Tesisler, stajyer ve asistanların istifa etmesi nedeniyle rutin ayakta tedavi hizmetini durduracaklarını duyurdu. Bu tür bakım Mayıs ayında yeniden başlatılacak.
35 yaşındaki Cho Hyeon-woo'nun kritik durumda olan ölümcül hasta bir oğlu var. Ancak oğlunu herhangi bir hastanede tedavi için kaydettiremiyor. Babanın, oğlunu daha alt düzey bir hastaneye nakletmekten başka seçeneği yok.
"Doktorun bakış açısını anlıyorum, ancak çocuğumuzun ne zaman acil bir ameliyata daha ihtiyacı olacağını bilmiyoruz. Son derece endişeliyiz." diye paylaştı.
Son günlerde Severance Hastanesi'nin çocuk hastalıkları bölümünde çalışan tüm personel, dördüncü sınıf asistanları hariç, istifalarını sundu. Acil servis asistan odasının kapısı, medyaya ve hastalara kapalı.
Kyunggi Tıp Merkezi'ndeki sekiz asistan doktordan dördü de istifa etti ve kalan dördü bu ayın sonlarında izin başvurusunda bulunmayı planlıyor. Doğu Kyunggi Eyaleti'nin en büyük kamu sağlık tesisi olan Seongnam Tıp Merkezi'nde ise üç asistan doktor 19 Şubat'tan beri işe gelmiyor.

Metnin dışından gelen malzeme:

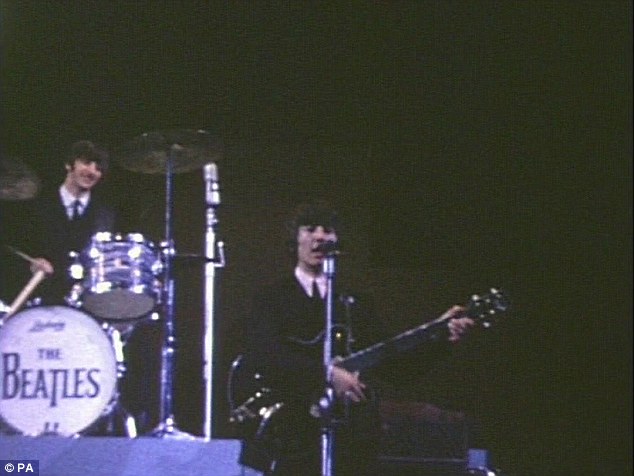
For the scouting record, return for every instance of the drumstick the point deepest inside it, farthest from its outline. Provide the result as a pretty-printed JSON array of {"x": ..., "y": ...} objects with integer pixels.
[
  {"x": 37, "y": 277},
  {"x": 22, "y": 255}
]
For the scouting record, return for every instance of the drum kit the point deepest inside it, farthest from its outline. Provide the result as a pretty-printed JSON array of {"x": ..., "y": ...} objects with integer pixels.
[{"x": 61, "y": 366}]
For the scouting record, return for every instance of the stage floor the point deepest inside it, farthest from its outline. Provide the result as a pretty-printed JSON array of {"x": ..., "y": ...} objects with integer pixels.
[{"x": 144, "y": 456}]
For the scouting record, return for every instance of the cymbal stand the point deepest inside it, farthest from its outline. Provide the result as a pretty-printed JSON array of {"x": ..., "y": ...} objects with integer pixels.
[
  {"x": 167, "y": 424},
  {"x": 327, "y": 401},
  {"x": 214, "y": 258}
]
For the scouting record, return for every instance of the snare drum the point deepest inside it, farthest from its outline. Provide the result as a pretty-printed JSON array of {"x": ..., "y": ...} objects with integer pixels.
[
  {"x": 116, "y": 276},
  {"x": 58, "y": 371}
]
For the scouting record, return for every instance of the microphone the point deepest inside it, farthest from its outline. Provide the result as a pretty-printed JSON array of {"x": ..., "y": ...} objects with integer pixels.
[
  {"x": 212, "y": 189},
  {"x": 327, "y": 247}
]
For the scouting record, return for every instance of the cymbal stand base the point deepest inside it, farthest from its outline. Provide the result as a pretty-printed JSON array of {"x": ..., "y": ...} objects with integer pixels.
[{"x": 168, "y": 430}]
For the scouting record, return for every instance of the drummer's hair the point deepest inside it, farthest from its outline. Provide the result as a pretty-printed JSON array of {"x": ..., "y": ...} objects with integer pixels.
[
  {"x": 88, "y": 151},
  {"x": 317, "y": 212}
]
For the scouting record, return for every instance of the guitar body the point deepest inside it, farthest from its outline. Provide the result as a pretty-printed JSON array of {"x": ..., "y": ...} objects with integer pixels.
[{"x": 279, "y": 426}]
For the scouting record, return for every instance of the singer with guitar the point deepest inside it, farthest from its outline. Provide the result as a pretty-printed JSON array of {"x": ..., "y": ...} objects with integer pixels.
[{"x": 284, "y": 346}]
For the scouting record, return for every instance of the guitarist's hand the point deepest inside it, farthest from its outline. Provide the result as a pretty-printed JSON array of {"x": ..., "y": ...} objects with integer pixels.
[
  {"x": 347, "y": 384},
  {"x": 458, "y": 323}
]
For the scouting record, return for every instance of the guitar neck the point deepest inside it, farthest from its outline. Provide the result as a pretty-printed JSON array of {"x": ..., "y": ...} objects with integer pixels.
[{"x": 370, "y": 356}]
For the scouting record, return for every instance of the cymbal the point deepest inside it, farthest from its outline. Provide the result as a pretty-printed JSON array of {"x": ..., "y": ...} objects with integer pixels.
[
  {"x": 17, "y": 180},
  {"x": 188, "y": 149}
]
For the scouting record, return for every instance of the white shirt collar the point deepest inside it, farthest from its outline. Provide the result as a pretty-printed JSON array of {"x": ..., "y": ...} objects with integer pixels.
[
  {"x": 68, "y": 199},
  {"x": 306, "y": 281}
]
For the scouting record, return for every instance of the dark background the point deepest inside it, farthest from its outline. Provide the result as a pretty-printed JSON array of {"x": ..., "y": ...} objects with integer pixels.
[{"x": 467, "y": 144}]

Grevcilerden 25 yaşındaki Dr. Ryu O. Hada, 25 Şubat'ta Seul'deki bir hastanede beyaz önlüğünü çıkarıyor. Fotoğraf: Reuters
Geride kalanlar için ağır bir yük
Grev devam ederken birçok doktor işini bırakıyor ve bu da kalan sağlık personeli üzerinde ağır bir yük oluşturuyor. Büyük hastanelerde bazı profesörler ve araştırmacılar haftada 90 saat çalışıyor. Uzmanlar, bu durumun iki hafta veya daha uzun süre devam etmesi halinde kalan doktorların "çökeceğini" söylüyor. "Boşluğu doldurmak" için çabalayan sağlık çalışanlarının iş yükü ise daha da artacak.

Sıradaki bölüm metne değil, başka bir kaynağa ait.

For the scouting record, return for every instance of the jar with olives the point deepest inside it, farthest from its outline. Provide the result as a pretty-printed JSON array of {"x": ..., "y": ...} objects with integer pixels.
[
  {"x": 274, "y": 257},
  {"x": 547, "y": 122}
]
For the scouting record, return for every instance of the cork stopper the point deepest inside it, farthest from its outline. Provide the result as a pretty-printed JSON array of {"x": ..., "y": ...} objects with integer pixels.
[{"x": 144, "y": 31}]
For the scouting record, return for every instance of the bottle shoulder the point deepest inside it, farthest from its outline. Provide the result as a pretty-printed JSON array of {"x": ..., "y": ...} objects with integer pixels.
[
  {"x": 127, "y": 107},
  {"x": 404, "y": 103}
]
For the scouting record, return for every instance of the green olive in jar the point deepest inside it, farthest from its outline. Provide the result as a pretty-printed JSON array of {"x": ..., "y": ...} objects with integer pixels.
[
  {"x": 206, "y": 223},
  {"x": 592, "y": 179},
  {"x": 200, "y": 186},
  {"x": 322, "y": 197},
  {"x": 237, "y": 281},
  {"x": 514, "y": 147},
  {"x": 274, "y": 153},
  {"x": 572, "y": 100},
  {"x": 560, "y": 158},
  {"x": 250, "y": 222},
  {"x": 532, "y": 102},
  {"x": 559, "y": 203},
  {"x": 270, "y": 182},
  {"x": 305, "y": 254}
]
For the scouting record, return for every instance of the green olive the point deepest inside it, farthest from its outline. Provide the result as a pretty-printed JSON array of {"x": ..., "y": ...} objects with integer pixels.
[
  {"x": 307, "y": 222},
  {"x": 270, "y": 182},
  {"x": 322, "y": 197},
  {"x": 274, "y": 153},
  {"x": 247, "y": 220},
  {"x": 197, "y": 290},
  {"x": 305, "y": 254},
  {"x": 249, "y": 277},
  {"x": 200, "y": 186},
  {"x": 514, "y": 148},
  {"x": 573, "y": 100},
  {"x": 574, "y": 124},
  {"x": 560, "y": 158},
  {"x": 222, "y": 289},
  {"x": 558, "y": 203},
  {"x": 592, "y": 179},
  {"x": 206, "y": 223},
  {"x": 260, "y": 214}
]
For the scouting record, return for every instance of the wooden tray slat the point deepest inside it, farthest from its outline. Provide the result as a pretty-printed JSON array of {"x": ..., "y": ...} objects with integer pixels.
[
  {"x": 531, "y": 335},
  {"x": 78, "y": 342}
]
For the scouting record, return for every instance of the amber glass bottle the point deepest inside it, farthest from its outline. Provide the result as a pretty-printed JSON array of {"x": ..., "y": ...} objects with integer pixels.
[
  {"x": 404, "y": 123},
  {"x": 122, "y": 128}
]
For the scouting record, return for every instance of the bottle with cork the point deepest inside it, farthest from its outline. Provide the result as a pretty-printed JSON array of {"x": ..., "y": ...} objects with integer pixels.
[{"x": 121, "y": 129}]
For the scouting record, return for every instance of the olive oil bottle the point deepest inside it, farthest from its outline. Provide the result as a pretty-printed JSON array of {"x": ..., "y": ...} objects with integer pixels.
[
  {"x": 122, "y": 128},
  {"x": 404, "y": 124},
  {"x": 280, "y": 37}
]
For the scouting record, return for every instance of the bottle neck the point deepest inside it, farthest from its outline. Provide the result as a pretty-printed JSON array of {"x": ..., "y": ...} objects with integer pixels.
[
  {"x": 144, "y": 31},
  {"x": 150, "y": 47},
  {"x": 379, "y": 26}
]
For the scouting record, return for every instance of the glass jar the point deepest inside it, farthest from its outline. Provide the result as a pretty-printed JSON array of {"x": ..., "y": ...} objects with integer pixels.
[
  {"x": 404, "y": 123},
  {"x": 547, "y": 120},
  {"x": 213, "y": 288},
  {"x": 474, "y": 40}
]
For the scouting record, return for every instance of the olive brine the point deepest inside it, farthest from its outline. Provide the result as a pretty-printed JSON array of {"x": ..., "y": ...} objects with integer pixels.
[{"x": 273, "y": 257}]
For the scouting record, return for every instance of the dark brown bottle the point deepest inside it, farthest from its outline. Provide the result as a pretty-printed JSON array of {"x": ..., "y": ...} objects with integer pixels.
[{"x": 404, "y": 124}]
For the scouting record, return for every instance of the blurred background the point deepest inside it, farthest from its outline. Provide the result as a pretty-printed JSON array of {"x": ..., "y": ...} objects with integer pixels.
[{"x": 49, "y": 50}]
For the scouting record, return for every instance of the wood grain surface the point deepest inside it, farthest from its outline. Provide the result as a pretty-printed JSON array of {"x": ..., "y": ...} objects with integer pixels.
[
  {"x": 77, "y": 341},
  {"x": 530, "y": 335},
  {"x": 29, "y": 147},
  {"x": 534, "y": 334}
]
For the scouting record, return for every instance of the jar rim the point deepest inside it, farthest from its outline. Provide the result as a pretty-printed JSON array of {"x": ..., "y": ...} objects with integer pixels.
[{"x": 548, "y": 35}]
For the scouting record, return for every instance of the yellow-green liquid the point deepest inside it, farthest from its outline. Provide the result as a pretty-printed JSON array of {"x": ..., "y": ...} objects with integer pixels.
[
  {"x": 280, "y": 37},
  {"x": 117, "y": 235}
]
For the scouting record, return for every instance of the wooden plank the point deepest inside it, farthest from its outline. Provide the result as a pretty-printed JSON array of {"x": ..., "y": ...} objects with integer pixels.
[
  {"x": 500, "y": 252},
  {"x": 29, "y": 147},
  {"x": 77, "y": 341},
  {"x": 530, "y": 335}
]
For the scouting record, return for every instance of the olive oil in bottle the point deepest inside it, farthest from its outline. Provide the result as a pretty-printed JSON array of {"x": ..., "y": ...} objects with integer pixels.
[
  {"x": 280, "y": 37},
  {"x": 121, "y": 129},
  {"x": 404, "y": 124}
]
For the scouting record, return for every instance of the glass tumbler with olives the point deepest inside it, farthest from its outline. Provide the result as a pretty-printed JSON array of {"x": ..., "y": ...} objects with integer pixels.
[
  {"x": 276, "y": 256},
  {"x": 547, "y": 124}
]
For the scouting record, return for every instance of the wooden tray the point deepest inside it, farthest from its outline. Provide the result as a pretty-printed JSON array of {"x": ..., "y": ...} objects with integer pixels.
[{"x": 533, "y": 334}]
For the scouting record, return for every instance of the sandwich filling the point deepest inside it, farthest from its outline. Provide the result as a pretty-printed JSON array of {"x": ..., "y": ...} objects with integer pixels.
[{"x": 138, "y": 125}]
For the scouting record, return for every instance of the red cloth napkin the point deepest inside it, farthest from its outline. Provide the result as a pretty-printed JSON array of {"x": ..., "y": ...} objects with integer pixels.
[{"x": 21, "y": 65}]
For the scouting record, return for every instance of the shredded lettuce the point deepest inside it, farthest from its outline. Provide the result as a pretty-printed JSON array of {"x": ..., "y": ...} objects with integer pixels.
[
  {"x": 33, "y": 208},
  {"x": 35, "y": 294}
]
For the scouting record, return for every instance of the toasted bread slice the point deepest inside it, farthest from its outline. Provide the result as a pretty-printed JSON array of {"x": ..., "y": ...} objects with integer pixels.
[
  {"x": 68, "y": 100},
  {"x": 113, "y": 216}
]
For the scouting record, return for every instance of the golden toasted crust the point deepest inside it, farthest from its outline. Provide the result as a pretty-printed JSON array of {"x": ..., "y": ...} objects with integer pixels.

Altı stajyer ve asistanın istifa ettiği Hallym Üniversitesi Sacred Heart Hastanesi'nin acil servisi tamamen felç oldu. Kalan personelin görevlerini on bir sağlık personeli paylaştı. Hasta sayısı arttıkça zorluklarla karşılaştılar. Daha önce ikincil hastanelere giden birçok kişi üçüncü basamak hastanelere akın etmeye başladı.
Sacred Heart Hastanesi'nde acil tıp profesörü olan Lee Hyung-min, "Stajyer ve asistan olarak haftada 88 saat çalışıyordum. Şimdi o günlere geri döndüm. İş yükü iki katına çıktı," dedi.

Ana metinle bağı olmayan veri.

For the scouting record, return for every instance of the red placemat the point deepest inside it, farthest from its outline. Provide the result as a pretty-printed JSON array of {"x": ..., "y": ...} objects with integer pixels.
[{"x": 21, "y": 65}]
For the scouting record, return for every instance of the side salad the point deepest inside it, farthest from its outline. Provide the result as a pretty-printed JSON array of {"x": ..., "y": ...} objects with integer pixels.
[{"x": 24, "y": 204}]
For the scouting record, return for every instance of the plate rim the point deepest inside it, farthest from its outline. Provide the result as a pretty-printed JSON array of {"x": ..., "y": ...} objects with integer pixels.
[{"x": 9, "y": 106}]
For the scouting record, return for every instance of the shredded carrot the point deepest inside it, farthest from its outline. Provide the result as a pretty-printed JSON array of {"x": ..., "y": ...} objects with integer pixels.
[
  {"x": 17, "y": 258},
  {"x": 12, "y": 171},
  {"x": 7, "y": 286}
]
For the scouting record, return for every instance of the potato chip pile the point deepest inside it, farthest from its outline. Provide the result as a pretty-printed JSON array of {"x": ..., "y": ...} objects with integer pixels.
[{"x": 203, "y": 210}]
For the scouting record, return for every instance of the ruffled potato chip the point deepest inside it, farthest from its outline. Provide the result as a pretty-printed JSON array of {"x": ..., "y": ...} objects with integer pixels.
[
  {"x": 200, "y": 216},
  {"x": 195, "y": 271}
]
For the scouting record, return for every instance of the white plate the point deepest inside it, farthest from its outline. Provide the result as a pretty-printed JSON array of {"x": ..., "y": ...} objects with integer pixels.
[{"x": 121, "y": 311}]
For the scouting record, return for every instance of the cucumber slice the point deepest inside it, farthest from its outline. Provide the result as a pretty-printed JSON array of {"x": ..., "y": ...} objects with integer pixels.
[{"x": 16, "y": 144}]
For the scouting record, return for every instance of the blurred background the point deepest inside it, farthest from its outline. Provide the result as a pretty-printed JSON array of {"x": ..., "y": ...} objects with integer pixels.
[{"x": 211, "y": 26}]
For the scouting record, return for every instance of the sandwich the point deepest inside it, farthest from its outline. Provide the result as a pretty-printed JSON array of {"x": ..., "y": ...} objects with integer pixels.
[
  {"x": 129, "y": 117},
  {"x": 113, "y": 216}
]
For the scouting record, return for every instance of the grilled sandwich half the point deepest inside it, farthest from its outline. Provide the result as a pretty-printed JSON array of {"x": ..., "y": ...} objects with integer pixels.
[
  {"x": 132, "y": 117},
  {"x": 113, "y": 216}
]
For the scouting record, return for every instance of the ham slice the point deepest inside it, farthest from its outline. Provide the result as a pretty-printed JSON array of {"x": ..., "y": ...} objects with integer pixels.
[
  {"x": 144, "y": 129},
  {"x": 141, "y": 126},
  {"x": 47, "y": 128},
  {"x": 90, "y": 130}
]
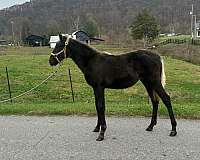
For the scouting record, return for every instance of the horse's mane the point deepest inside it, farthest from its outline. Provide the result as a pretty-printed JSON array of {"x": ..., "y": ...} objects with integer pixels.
[{"x": 82, "y": 46}]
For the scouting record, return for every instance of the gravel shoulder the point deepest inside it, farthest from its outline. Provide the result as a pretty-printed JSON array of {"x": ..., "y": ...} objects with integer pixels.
[{"x": 71, "y": 138}]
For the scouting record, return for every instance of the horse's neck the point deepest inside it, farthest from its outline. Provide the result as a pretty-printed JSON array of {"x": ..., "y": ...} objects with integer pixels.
[{"x": 81, "y": 54}]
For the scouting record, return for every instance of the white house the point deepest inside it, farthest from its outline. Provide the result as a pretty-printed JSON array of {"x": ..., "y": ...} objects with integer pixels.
[{"x": 53, "y": 41}]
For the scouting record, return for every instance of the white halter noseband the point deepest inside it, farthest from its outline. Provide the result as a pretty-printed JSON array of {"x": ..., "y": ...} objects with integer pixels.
[{"x": 63, "y": 50}]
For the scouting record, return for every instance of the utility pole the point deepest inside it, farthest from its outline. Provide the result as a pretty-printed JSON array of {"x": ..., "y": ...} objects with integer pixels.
[
  {"x": 195, "y": 26},
  {"x": 13, "y": 34}
]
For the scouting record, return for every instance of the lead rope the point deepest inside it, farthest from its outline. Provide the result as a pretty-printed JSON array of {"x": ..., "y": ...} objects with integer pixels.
[{"x": 45, "y": 80}]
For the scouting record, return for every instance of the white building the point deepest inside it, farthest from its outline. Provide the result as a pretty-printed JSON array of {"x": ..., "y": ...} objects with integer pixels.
[{"x": 53, "y": 41}]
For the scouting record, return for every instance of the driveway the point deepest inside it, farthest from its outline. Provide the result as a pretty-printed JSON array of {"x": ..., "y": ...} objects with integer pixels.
[{"x": 71, "y": 138}]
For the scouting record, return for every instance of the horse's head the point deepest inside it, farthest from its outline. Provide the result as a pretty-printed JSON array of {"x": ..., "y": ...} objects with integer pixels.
[{"x": 60, "y": 51}]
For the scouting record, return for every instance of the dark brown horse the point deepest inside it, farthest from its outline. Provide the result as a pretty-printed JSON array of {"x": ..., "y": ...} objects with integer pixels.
[{"x": 116, "y": 72}]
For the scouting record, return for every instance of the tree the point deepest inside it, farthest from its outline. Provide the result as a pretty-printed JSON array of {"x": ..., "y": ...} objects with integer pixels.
[
  {"x": 144, "y": 27},
  {"x": 25, "y": 30},
  {"x": 90, "y": 26}
]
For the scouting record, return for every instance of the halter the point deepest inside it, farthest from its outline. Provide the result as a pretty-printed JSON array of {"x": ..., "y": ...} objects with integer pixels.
[{"x": 63, "y": 50}]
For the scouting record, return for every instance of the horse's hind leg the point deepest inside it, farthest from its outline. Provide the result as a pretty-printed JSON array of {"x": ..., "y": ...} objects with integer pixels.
[
  {"x": 166, "y": 100},
  {"x": 100, "y": 106},
  {"x": 155, "y": 102}
]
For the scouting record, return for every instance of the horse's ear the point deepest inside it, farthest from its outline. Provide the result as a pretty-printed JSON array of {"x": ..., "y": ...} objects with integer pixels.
[{"x": 60, "y": 37}]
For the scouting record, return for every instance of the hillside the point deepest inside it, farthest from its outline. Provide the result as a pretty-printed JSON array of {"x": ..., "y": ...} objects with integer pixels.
[{"x": 46, "y": 17}]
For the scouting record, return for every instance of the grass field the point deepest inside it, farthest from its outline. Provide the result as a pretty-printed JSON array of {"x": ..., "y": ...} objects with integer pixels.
[{"x": 29, "y": 66}]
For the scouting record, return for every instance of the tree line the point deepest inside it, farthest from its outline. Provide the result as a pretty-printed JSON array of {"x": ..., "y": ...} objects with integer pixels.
[{"x": 113, "y": 19}]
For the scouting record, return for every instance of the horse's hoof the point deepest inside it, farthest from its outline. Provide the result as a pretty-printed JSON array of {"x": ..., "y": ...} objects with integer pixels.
[
  {"x": 96, "y": 130},
  {"x": 173, "y": 133},
  {"x": 100, "y": 138},
  {"x": 149, "y": 128}
]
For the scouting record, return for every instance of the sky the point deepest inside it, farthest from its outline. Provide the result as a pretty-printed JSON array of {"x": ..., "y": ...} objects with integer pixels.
[{"x": 9, "y": 3}]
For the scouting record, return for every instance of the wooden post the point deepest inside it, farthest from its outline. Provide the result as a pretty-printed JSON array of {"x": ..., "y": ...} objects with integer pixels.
[
  {"x": 8, "y": 84},
  {"x": 70, "y": 79}
]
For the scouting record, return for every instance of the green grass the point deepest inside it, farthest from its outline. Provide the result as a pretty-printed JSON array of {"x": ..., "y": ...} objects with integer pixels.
[{"x": 26, "y": 69}]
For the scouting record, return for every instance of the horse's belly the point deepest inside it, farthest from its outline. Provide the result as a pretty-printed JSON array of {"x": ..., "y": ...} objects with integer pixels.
[{"x": 122, "y": 83}]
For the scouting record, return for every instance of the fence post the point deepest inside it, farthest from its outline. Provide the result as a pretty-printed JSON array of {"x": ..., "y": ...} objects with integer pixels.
[
  {"x": 8, "y": 84},
  {"x": 70, "y": 79}
]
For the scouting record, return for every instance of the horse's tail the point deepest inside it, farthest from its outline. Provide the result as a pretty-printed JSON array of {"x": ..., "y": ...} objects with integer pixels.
[
  {"x": 163, "y": 77},
  {"x": 163, "y": 80}
]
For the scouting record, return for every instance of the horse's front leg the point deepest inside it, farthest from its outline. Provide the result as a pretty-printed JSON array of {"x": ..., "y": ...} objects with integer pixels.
[{"x": 100, "y": 107}]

Lee gibi profesörler zorluklara rağmen pes etmiyorlar ancak bunun yeni politikalara katıldıkları anlamına gelmediğini vurguladı.
"Hükümet şunu bilmeli ki biz ısrarcıyız, çünkü biz olmadan sistem çöker" dedi.
Sağlık altyapısının zayıf olduğu Seul dışındaki üçüncü basamak hastanelerde iş yükü daha da ağır. Metropol bölgelerinde, gerektiğinde hastaları nakletmek için ikincil hastaneler bulunuyor. İllerdeki durum ise o kadar iyi değil. Sağlık personeli bazen üç gün ara vermeden aralıksız çalışıyor.
Bölgedeki bir genel hastanenin uzmanı, "Acil servisteki üç asistanımızı da kaybettik. Kalan iki uzmanın boşluğu doldurması gerekti, bu yüzden iş yükü kesinlikle arttı," dedi.
Yerleşik öğretim üyeleri olmadan, öğretim üyeleri de iş yükü altında eziliyor ve hiçbir dış etkinliğe katılamıyor. Birçoğu konferans ve basın toplantılarını iptal ederek kendilerini hastane görevlerine adadı.
Stresli bir iş yüküyle boğuşan bir diğer ekip ise grevcilerin bıraktığı boşluğu doldurmaya çalışan hemşireler.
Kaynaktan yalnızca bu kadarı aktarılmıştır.